You can fix that last situation by treating all jobs with a range of predictions in a FIFO manner and by elongating their time quanta. That fixes the fairness issue, and also gives more CPU time to the CPU-bound jobs.

Grading

Round-robin with 5 CPU-Bound Jobs: 3 points
10 CPU and 3 I/O: 3 points (CPU stays the same; I/O get killed)
Predictive SJF: 3 points I/O do great, CPU have fairness issues
Tweaks: 1 for each (quantum, FIFO for CPU-bound jobs)

Question 5

The strategy is to keep a red-black tree keyed on the name. When a sender sends a message, it should look at the red-black tree for the name. If it's not there, then the ZB_call struct should be put on the tree. Same for when a receiver posts a receive.

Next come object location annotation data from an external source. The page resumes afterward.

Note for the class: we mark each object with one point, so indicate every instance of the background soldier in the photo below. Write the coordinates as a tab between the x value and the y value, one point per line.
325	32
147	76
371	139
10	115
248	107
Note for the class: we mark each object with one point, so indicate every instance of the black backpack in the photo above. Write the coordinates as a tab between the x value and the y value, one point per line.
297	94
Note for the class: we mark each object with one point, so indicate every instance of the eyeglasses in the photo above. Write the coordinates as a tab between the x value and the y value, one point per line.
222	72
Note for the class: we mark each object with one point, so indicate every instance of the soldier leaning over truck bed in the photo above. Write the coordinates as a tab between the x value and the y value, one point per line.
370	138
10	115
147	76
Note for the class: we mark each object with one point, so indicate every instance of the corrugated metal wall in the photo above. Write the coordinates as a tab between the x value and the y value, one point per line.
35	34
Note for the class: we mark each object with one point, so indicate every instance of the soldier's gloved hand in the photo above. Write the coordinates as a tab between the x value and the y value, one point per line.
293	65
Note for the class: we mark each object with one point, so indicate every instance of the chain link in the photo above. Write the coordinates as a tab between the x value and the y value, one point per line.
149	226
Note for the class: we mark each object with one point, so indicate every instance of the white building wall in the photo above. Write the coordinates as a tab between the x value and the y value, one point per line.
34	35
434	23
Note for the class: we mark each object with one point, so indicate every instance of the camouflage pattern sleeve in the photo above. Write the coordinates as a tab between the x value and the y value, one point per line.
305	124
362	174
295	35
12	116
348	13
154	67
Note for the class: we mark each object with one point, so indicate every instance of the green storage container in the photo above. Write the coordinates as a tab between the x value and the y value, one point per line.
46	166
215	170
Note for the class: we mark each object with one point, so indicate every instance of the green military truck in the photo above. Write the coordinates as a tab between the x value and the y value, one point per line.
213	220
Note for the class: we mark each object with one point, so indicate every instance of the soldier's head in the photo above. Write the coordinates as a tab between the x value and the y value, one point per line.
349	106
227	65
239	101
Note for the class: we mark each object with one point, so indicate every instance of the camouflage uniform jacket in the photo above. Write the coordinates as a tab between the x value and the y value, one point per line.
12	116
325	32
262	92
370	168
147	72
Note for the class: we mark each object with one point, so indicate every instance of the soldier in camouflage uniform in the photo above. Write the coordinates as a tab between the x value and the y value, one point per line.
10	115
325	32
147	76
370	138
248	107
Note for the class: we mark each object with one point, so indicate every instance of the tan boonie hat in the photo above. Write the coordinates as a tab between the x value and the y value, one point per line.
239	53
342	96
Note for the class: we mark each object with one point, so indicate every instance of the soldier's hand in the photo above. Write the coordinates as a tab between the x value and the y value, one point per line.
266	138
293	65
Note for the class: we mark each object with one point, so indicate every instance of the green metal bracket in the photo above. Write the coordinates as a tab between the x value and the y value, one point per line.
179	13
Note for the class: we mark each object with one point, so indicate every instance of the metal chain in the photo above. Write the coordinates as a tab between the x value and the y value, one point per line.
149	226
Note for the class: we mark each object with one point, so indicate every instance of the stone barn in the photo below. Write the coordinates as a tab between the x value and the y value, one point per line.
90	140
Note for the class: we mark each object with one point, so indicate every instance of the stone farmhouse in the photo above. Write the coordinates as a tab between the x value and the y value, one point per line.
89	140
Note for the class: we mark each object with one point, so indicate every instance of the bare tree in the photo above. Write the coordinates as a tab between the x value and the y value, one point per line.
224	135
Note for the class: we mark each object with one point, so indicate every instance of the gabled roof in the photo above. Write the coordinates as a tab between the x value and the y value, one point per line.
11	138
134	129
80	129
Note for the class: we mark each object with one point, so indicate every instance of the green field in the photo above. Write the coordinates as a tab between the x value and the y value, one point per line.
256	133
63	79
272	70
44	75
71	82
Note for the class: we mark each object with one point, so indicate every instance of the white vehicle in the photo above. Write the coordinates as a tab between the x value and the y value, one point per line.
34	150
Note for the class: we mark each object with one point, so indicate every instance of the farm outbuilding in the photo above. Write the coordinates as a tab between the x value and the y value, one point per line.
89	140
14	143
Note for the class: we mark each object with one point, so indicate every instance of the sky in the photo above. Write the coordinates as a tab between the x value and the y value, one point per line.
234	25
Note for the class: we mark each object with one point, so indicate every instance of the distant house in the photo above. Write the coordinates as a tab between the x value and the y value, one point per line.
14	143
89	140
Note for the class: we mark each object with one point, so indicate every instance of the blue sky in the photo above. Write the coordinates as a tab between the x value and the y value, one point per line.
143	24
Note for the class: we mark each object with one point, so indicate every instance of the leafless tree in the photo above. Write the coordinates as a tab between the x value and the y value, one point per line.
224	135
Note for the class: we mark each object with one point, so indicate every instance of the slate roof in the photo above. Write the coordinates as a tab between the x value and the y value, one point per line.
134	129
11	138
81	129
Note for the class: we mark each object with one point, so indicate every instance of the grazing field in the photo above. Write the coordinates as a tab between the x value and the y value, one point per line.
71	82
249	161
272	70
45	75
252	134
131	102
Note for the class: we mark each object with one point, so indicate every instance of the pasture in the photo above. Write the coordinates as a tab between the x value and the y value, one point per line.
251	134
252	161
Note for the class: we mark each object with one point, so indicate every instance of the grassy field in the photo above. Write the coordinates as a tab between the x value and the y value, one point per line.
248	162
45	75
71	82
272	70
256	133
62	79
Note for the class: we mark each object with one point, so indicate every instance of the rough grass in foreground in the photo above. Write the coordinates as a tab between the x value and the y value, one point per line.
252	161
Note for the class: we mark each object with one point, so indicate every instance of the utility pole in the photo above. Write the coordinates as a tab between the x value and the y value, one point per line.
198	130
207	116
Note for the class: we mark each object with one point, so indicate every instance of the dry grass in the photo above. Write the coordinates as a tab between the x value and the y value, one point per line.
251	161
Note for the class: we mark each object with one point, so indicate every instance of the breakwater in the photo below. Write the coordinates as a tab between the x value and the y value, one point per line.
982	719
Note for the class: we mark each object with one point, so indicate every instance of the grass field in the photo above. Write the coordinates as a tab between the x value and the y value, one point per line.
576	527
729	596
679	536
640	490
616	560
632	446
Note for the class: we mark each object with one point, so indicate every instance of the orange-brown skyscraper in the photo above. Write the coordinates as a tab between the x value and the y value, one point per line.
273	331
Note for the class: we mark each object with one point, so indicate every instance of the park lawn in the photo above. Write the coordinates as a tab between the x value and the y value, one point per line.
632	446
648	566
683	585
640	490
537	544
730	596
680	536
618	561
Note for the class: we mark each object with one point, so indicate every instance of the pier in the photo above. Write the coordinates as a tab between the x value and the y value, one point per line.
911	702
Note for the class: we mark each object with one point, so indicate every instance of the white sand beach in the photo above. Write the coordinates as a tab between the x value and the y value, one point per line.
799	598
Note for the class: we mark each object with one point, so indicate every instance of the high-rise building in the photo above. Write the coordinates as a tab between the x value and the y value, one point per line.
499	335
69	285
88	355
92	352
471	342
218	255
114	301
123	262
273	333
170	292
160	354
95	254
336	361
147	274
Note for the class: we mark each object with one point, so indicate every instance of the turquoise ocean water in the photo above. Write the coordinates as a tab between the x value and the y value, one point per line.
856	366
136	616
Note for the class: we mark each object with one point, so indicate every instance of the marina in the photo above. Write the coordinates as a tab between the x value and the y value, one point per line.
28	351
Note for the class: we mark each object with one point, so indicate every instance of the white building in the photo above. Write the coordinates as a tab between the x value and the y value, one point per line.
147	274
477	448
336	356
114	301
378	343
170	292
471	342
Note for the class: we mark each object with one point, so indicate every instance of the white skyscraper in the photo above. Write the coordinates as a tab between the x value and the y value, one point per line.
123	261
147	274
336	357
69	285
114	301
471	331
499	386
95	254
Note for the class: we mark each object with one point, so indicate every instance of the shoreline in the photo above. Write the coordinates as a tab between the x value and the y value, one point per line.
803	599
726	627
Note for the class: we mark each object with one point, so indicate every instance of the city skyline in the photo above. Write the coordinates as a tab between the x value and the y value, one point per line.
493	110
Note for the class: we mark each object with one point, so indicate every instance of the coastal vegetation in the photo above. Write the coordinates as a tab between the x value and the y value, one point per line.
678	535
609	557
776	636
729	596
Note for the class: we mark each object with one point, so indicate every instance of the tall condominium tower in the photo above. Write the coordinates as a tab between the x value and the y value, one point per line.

Now, suppose that the name is on the tree and it is of the proper type (e.g. a sender is sending a message and a receiving ZB_call is on the tree, or a receiver is trying to receive and a sending ZB_call is on the tree). Then you take the ZB_call off the tree, perform the proper memcpy() and have both processes return.

The subtlety about dealing with multiple senders and receivers of messages with the same name was a little cruel. You can deal with it by having the red-black tree's val fields be dllists and handle it that way. I'm going to show both implementations. Both will use the following modified jos.h:

#include "simulator.h"
#include "dllist.h"
#include "jrb.h"
#include "cbthread.h"

typedef struct {
  int regs[NumTotalRegs];
} PCB;

typedef struct {
  char *name;
  char *physical_ptr;
  int size;
  PCB *caller;
  int send_or_receive;  /* 'S' or 'R' */
} ZB_call; 

typedef struct {
  Dllist readyq;     /* Ready queue */
  PCB *running;     /* Pointer to the currently running process's PCB */
  PCB *nulljob;     /* Pointer to a 'null' job -- we'll set running to 
                       this when we run noop() */
  JRB zb_waiters;   /* The red-black tree of waiting senders/receivers */
} JOS_GLOBALS;

extern JOS_GLOBALS JG;

extern void JOS_Scheduler();

extern void process_zb(void *arg);

I assume that zb_waiters is initialized in the JOS initialization.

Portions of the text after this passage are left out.